Will Hiding Likes Be an Effective Social Media Trend?

September 3, 2019

Social media sites want you to stop measuring your popularity based on likes or the number of subscribers you have. Some apps are even taking action to downplay certain metrics.

Facebook is reportedly testing out hiding like counts from news feed posts, a measure that the company is testing on Instagram, too. Researcher Jane Manchun Wong discovered Facebook's effort to hide like counts in its Android app. Facebook confirmed the tests to TechCrunch but declined to share public results from the Instagram tests or any schedule for further testing on Facebook.

If the change takes hold, likes won’t completely vanish. Users will be able to see how many likes their posts receive, but other viewers will see only a couple of names or faces followed by “and others.” The change is reportedly being tested in several countries including Canada, Brazil, Australia, New Zealand, Italy, Ireland, and Japan.

The reasons for this social media move: to help reduce anxiety brought on when users compare themselves to others and to remove the pressure to create popular posts.

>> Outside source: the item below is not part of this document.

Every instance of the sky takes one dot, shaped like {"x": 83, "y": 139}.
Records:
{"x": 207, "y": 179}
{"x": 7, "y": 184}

YouTube will soon be abbreviating its public-facing subscriber count for those with more than 1,000 subscribers starting this month. TechSpot offers the following example: If a channel has 111,018 subscribers, users will now see the subscriber count reported as 111K, until the channel reaches 112K subscribers. Creators will be able to view exact subscriber counts in YouTube Studio and YouTube Analytics.

Back in May, YouTube revealed the change was coming. The site wants to reduce stress surrounding the public tracking of subscriber counts in real time. “We hope this helps all creators focus on telling their story, and experience less pressure about the numbers,” YouTube said.